Luckily, this iconic Turkish street dish can be recreated at home. If you are looking to surprise your friends with an impressive yet simple dish, look no further.
- 2 lbs. Maine mussels
- 1 medium to large onion, finely chopped
- ½ cup short grain rice
- 1 tomato, very finely chopped or grated
- Handful of finely chopped flat leaf parsley
- Handful of finely chopped fresh dill
- 1 Tbsp. tomato paste
- 1 tsp. ground black pepper
- ½ tsp. red pepper flakes or chili flakes
- ½ tsp. ground cinnamon
- 2 Tbsp. olive oil
- 1 cup hot water
- Salt to taste
- Lemon wedges to serve (optional)
- Place the rice into a sieve and rinse well under cold running water. Drain the rice and set aside. In the meantime, put mussels into warm water (this makes them easier to open).
- Make the stuffing first (you can also make the stuffing a day ahead of time). Heat the oil in a medium-sized pan and stir in the onions. Sauté over medium to high heat for 5 minutes.
- Add the rice, chopped tomato, tomato paste, spices, and season with salt to your taste. Pour in the hot water and combine all well. Bring to the boil then cover to simmer over low heat for 15 minutes, until all the liquid has been absorbed. Rice will be “al dente” and still have a bite to it. Remove from the heat and leave to cool.
- Once cool, add the chopped dill and parsley to the rice and combine well. Check the seasoning and add more salt or ground black pepper if you’d like. You can cook the rice a day ahead of time and keep it in the fridge, covered.

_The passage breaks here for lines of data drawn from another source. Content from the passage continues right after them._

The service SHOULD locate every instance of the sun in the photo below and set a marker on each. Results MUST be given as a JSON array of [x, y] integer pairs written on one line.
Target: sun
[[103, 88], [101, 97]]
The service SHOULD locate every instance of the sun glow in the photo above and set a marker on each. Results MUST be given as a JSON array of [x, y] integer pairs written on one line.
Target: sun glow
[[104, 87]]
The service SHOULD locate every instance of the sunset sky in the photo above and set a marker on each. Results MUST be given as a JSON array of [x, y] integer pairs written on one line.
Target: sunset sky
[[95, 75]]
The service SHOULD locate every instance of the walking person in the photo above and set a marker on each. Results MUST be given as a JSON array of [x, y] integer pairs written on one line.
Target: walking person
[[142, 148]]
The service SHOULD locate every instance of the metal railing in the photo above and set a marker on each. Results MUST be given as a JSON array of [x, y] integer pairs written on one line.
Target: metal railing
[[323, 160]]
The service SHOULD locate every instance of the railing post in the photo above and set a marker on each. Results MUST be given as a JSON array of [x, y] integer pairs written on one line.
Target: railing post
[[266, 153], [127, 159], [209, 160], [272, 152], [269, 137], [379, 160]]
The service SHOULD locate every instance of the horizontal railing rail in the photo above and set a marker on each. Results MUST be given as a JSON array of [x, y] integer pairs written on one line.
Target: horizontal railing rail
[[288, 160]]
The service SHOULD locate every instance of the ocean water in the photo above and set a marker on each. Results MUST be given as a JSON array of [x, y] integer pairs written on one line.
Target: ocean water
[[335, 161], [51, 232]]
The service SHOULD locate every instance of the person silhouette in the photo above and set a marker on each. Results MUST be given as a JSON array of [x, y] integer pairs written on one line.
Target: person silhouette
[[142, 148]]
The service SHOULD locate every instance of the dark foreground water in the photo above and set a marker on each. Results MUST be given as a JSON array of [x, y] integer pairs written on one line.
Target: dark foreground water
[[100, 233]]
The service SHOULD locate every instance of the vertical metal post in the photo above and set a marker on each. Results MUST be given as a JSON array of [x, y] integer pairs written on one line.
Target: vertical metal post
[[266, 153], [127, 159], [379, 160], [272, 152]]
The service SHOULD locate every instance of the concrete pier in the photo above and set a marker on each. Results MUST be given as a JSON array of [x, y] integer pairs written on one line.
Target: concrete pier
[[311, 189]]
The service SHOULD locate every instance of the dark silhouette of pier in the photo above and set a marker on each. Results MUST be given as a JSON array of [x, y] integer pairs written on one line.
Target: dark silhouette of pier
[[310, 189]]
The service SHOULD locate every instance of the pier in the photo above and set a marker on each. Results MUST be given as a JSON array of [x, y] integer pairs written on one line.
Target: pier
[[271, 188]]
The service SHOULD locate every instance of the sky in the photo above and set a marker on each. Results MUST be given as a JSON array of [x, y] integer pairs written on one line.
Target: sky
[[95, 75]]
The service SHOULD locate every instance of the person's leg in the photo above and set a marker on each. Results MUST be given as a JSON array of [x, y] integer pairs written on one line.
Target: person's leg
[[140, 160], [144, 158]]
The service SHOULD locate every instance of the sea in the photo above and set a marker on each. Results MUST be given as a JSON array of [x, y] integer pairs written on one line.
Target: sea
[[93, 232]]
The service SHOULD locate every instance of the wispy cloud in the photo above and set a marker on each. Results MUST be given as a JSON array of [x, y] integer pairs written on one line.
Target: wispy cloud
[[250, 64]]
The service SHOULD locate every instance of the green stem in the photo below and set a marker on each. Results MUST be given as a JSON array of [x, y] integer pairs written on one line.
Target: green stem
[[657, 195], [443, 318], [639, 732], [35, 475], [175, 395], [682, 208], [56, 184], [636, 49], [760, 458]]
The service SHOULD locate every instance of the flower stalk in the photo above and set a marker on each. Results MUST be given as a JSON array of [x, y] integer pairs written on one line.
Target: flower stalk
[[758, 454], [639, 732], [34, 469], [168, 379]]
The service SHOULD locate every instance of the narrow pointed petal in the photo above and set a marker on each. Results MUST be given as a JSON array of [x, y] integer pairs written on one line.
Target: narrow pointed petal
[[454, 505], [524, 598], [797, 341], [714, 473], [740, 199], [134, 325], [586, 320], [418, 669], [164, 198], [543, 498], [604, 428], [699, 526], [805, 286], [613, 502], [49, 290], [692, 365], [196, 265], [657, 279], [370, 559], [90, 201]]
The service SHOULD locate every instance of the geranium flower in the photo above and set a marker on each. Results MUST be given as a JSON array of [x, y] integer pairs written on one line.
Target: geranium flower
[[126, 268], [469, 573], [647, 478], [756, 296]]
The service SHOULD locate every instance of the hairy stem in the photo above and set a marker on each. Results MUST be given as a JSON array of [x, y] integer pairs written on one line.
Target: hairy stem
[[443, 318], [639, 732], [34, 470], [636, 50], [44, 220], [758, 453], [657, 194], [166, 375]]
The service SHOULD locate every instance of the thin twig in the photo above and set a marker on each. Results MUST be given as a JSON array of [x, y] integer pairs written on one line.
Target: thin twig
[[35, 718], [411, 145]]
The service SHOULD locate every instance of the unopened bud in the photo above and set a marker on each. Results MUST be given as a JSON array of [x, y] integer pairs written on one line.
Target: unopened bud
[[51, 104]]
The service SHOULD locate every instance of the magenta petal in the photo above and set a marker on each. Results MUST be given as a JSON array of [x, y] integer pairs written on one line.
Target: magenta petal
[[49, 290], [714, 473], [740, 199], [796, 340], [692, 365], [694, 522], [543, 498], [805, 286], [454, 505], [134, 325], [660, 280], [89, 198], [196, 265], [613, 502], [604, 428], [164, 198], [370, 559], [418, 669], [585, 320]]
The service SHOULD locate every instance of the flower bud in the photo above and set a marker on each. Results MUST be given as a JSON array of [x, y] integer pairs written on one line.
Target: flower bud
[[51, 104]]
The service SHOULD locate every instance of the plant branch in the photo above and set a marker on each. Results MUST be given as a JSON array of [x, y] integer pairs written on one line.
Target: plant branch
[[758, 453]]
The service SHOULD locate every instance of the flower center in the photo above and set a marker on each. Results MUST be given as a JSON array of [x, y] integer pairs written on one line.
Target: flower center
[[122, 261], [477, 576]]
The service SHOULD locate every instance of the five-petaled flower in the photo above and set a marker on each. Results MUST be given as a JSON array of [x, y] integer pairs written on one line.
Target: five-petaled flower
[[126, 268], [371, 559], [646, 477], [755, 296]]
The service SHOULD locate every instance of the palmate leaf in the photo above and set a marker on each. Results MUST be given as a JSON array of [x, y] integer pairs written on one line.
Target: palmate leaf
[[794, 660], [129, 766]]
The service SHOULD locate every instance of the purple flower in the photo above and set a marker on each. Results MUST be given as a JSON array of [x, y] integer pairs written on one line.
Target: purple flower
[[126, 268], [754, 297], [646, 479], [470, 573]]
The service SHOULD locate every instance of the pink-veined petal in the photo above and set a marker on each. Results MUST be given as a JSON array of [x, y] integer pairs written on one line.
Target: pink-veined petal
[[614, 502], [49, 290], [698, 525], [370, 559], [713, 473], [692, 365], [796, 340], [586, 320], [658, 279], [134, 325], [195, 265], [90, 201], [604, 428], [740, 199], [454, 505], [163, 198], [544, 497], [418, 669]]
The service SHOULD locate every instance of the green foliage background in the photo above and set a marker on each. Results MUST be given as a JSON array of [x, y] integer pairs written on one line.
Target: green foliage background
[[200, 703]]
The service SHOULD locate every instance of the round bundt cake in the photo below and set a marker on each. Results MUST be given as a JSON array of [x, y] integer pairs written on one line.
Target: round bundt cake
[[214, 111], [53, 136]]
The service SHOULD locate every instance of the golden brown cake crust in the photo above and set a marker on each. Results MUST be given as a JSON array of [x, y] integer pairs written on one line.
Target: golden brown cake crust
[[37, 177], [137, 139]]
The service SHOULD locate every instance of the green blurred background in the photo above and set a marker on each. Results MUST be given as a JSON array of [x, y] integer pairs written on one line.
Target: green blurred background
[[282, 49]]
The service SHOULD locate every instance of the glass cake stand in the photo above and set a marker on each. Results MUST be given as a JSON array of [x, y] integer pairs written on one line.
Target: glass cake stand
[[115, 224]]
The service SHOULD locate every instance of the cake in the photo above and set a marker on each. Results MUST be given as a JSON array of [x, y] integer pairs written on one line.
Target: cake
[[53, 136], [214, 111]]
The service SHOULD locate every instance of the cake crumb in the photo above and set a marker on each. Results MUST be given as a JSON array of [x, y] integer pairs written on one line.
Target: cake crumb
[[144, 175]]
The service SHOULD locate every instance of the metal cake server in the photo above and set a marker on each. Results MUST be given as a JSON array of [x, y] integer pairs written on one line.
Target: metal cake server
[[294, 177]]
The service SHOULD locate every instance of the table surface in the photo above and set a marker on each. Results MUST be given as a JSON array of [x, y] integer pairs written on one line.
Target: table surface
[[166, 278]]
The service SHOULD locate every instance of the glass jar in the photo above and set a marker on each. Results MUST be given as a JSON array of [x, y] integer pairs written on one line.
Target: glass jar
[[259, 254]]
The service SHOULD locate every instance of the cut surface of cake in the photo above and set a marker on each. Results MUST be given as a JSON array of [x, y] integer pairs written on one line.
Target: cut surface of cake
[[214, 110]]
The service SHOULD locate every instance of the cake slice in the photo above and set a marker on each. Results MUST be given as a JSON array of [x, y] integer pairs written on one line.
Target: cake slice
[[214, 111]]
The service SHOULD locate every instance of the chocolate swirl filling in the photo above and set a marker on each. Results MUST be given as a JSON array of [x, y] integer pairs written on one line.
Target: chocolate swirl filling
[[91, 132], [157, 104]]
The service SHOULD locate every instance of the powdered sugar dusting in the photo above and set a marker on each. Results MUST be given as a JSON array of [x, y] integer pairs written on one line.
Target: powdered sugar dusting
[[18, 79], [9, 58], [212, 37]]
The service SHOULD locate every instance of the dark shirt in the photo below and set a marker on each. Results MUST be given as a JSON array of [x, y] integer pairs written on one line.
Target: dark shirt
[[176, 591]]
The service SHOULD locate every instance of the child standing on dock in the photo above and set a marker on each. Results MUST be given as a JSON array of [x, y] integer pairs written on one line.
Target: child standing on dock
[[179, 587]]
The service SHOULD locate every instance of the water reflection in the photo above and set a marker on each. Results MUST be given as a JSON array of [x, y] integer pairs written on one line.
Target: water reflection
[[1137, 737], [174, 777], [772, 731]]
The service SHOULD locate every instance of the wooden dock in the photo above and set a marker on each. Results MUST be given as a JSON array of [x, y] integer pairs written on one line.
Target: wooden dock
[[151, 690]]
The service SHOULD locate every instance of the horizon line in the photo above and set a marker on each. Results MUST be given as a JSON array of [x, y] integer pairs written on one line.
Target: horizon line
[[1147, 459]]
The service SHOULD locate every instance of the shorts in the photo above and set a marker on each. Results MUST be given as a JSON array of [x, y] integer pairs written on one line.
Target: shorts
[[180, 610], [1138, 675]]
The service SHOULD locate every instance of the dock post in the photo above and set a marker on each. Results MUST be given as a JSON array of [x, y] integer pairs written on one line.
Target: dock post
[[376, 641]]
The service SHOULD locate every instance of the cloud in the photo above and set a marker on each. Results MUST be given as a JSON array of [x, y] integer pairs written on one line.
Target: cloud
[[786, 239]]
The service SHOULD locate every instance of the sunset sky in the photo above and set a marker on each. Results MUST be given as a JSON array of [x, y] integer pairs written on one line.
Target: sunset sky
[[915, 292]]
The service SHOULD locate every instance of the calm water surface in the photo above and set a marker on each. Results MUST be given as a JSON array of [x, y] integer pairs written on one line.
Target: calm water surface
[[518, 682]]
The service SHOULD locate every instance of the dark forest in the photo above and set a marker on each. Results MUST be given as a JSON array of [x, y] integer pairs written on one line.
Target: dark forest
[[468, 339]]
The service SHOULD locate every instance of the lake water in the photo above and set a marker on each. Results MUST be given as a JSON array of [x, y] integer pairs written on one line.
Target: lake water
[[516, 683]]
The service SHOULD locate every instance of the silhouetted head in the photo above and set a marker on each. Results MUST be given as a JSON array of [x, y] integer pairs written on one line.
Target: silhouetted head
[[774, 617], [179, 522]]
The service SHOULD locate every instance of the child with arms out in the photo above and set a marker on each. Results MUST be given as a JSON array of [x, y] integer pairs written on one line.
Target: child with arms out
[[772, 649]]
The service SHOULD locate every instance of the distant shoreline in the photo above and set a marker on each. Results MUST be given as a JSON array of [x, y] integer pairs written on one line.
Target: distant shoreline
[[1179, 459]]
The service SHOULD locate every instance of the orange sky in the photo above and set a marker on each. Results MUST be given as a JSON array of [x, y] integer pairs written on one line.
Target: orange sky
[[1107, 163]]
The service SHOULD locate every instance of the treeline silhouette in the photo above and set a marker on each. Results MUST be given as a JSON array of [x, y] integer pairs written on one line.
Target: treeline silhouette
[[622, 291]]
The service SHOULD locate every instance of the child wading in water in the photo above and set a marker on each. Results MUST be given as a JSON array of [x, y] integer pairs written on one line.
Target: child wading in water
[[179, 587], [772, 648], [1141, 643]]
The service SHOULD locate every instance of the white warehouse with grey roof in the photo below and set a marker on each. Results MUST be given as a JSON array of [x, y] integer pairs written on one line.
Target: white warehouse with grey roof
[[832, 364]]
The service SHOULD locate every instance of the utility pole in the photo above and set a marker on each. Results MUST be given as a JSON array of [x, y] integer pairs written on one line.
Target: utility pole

- Place the mussels in a large bowl and rinse under cold water. Discard any broken or open mussels. Clean and scrape off any dirt from the mussel shells. Using a blunt knife, carefully force the point of the knife into the gap at the pointy end of each mussel. If the mussels are large, slice through the meat so the shell opens with half the meat attached to each half shell – once you cut through the thick, round connecting muscle at the bottom of the mussel, it will be easy to open (but don’t cut all the way through).
- Leave the two halves connected. Put about 2 tsp. of stuffing into the middle of each mussel (try not to overfill) and push the half shells together again.
- Place the mussels in a wide heavy pan, with the tips pointing outward toward the edge of the pan. The key is to stack the mussels tightly so they don’t open up entirely. There should be one layer of mussels, so if you have mussels left over, use another pan to continue layering. Place a wide plate over the mussels to prevent them from opening too wide while they cook (this is important). Using a pan that’s slightly smaller will ensure that mussels are placed tightly next to each other and prevent them from opening up.
- Add a cup of hot water to the pan; the water level should only reach the bottom half of each shell. Cover the pan and bring to the boil, then reduce the heat and simmer for 15 minutes.
- Remove the mussels from the heat. You can serve this dish warm or cold. Traditionally, Midiya Dolmas are eaten without utensils. When you break open a mussel, use the empty shell to scoop out the mixture from the bottom shell, adding a squeeze of lemon juice as you eat.